Es sind sicher auch solche Verflechtungen zwischen Vorschrift und Empathie, die die FMG dazu bewogen haben, das Obdachlosenthema nicht länger zu verdrängen. Das Mittel der Wahl sei bislang Polizei und Wachdienst gewesen. "Maximal hat mal einer eine Fahrkarte zur Bahnhofsmission in die Innenstadt bekommen", berichtet der evangelische Flughafenseelsorger Stefan Fratzscher. Doch der Flughafenkonzern habe auch feststellen müssen, dass die Obdachlosen einfach immer wieder zurückkommen.

Flughafengesellschaft kommt Streetworkern entgegen

Nach sechs Monaten MOSE merke der Flughafen, dass der Streetwork-Einsatz sich lohne, weil manche Situationen gar nicht erst eskalierten. Offiziell wolle die FMG keine Verbesserung der Situation für Obdachlose, um nicht noch mehr von ihnen anzuziehen. Dennoch gebe es viele kleine Schritte des Entgegenkommens.
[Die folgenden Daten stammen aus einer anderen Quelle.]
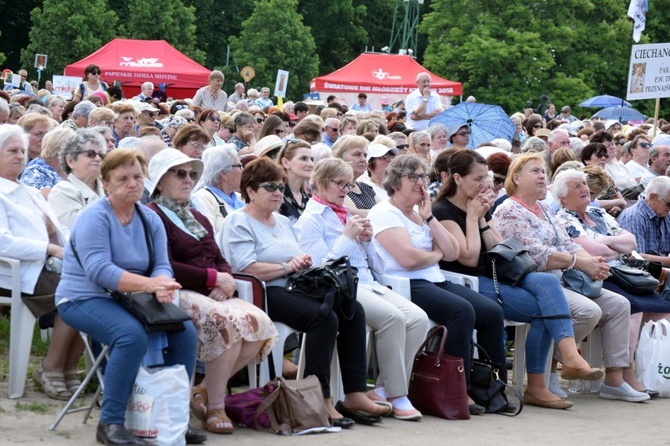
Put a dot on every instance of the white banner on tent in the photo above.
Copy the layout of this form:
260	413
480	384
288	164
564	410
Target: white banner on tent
649	72
65	85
"Seit zwei Wochen haben wir einen eigenen Beratungsraum", freut sich Diakon Jaehnert. Und Jessica Gürtler berichtet von den Schlüsseln zur Dusche, die der Flughafen den Streetworkern überlassen hat. "Wenn wir den Eindruck haben, dass jemand duschen sollte, bevor er zum Beispiel in ein Behördengespräch geht, dann können wir ihm das jetzt anbieten", sagt die junge Frau.

Anlaufstelle für Obdachlose

Für die Obdachlosen am Flughafen ist MOSE ein Segen. "Wir sind für diese Menschen eine Anlaufstelle – auch wenn wir uns einfach nur mal ihren Frust anhören", sagt Gürtler. Im Idealfall könne man einen Obdachlosen in eine feste Unterkunft vermitteln. Viel häufiger geht es aber in den Gesprächen um Schuldenregulierung, um Unterstützung bei Behördensachen, um Vermittlung an Beratungsstellen.

Und um Vertrauen. Wie eng die Bindung zu den Streetworkern ist, zeigt sich, wenn die Polizei einen "ihrer" Obdachlosen aufgreift – und der dann um einen Anruf bei Jaehnert und Gürtler bittet. Was die Streetworker dann machen? "Wir fahren hin und kümmern uns", sagt Gürtler.